Convergent Thinking

The process of figuring out a concrete solution to any problem is called Convergent Thinking. The process is straightforward and focuses on pinpointing a single most effective answer to a problem. Figuring out the solution to a problem is its only goal, and emphasizes on

  • Speed
  • Accuracy
  • Logic


Convergent thinking doesn’t always involve seeking out new procedures to solve the problem; rather it focuses on finding the best solution for a problem by hook or crook. Methods involved in convergent thinking also involve recognizing the previously tried out techniques and reapplying them along with the readily stored information.

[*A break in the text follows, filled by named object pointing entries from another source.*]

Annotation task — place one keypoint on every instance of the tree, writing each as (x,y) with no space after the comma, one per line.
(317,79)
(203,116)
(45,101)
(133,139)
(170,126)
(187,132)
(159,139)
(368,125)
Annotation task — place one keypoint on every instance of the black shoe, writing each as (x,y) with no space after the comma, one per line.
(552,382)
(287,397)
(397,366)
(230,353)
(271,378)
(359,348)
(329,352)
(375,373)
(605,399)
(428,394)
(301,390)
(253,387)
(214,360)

This method of checking out the archives is most effective when the situation is pre-existent, and the solution only needs to be worked out through decision making strategies.

Convergent thinking is the tool, also used in creative problem solving. The process is linked to knowledge, as manipulation of existing knowledge through various standard procedures is what leads to the formation of solutions. Knowledge, being the source of ideas, creates a map for solutions and separates criteria of uniqueness and efficiency. Thus, knowledge is an important aspect of creativity.

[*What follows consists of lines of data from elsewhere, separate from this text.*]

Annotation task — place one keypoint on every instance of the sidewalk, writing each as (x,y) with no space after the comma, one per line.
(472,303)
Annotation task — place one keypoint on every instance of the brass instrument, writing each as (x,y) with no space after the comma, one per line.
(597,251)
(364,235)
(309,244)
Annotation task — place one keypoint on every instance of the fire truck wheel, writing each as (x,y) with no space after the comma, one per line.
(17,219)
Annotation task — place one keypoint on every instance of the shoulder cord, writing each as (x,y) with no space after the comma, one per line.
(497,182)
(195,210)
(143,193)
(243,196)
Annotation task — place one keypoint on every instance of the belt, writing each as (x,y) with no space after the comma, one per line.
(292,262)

Relation with Divergent Thinking

Divergent thinking takes place in a free-flowing manner and is spontaneous, which results in multiple possible solutions in short amount of time. This procedure is unorganized and yields unexpected connections. The information and ideas obtained as a result of divergent thinking can be structured using convergent thinking to produce a single most effective answer.

For instance, processes like brainstorming, creative thinking and free writing are parts of divergent thinking applied at the beginning of a problem solving process. Various solutions produced by the method can be used to sort out the best possible answer thereafter. Most popular techniques used in convergent thinking are knowledge, probabilities, logic, decision making strategies, and answers evaluated from multiple techniques are individually analyzed to figure out the best possible solution.

Examples

1. Variety of tests, such as multiple choice tests, standardized tests, quizzes, spelling tests and similar other tests require convergent thinking, because only one answer can be 100% correct.

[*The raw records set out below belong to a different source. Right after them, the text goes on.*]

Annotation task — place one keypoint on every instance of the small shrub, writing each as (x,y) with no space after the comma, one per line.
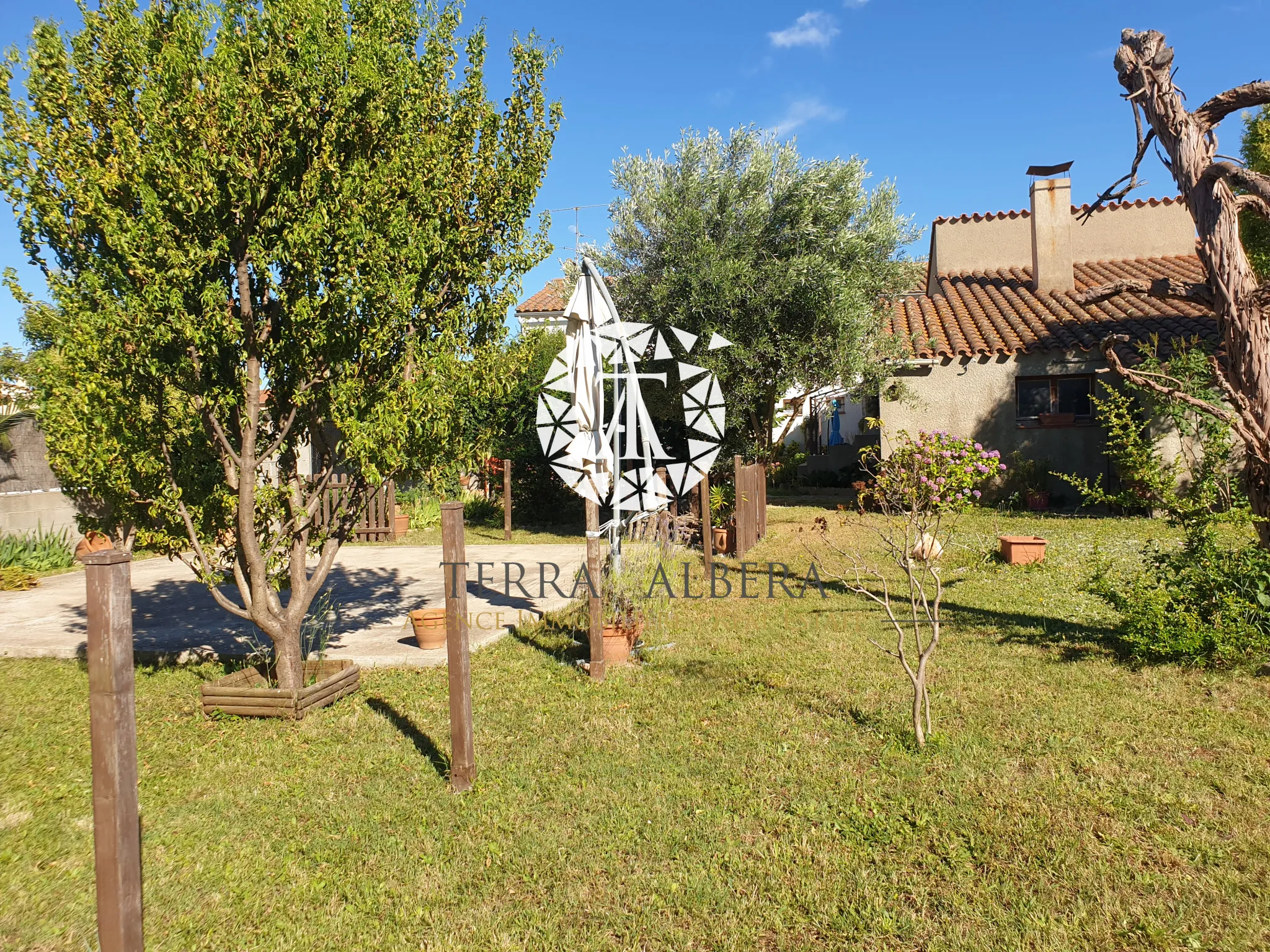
(723,501)
(41,550)
(1201,604)
(921,489)
(14,579)
(479,511)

2. A slightly extreme example would be: A person is either sick or healthy. Or, a medical student can be either a doctor or nothing.  

Advantages

  • Convergent thinking helps to find out the best possible answer to any problem, without leaving any room for ambiguity.
  • The solutions derived by using convergent thinking process are the most accurate ones most of the time.

Disadvantages

  • The answer procured by such type of thinking is either completely right or 100% wrong, which might not always be the best possible way to go about. For instance, a convergent thinker might either consider himself as sick or healthy with no in-betweens.
  • It doesn't consider minority arguments.